The Defense Department’s Inspector General did not issue a comment about the complaint, but launched an investigation into the Pentagon “actions” on UFOs the same day it was filed.

“The objective of this evaluation is to determine the extent to which the DoD has taken actions regarding Unidentified Aerial Phenomena (UAP),” the memo announcing the probe read.

Elizondo has been outspoken about his discredited former role in the Pentagon after retiring in 2017.

“There are some people in the Pentagon that still don’t like me very much. I think they’re pissed at me for the way I left,” he told The Post last month, in an interview where he offered a hopeful preview of the upcoming UFO report.

Elizando said he thinks it will be “an interim report … [with] all the unknowns” laid out, and not a bombshell, but he warned lawmakers should take the findings seriously.

“They’re {UFOs} still coming up and causing aviation havoc. They’re getting in the middle of aviation operations, and that’s dangerous.”
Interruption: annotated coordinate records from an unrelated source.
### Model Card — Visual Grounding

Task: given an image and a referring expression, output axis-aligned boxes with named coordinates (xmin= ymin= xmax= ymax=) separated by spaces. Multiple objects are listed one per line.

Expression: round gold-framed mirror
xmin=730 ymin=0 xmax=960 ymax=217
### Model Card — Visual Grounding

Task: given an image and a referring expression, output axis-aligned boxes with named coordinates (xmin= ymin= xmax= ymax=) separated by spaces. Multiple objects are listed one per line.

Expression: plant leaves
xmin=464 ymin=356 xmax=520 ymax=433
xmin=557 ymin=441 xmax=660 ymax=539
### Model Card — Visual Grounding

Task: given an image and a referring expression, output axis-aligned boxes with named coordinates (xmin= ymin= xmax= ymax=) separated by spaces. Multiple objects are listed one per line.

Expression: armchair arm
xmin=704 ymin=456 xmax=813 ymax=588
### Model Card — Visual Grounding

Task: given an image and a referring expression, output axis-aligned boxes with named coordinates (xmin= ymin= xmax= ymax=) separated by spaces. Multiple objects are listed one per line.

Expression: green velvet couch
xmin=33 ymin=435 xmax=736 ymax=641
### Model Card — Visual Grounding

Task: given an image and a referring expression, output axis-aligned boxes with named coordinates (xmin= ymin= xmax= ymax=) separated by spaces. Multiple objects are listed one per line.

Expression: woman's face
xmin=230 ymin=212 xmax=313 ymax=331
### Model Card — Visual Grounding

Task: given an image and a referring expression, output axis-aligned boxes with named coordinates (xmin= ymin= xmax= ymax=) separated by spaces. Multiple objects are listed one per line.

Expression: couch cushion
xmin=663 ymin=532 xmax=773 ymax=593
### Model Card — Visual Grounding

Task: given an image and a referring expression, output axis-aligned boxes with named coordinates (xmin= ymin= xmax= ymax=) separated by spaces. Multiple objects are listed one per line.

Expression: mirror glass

Elizondo interviewed military eyewitnesses who encountered UFOs on an almost “daily basis,” and spoke to The Post of vehicles detected flying 43,200 mph and turning on a dime.

Elizondo said officials need to take the threat of UFOs seriously.
Elizondo said officials need to take the threat of UFOs seriously.
Charles Dharapak/AP

“The level of interest is reaching a critical mass,” he said. “I think [government officials realize that] it would be like putting the cat back in the bag or like putting toothpaste back in the tube. Now that the government has acknowledged the reality of unexplained aerial phenomenon … it’s going to be real hard to backtrack.”

“Maybe we’re going to realize that what we thought were monsters are really just our neighbors.”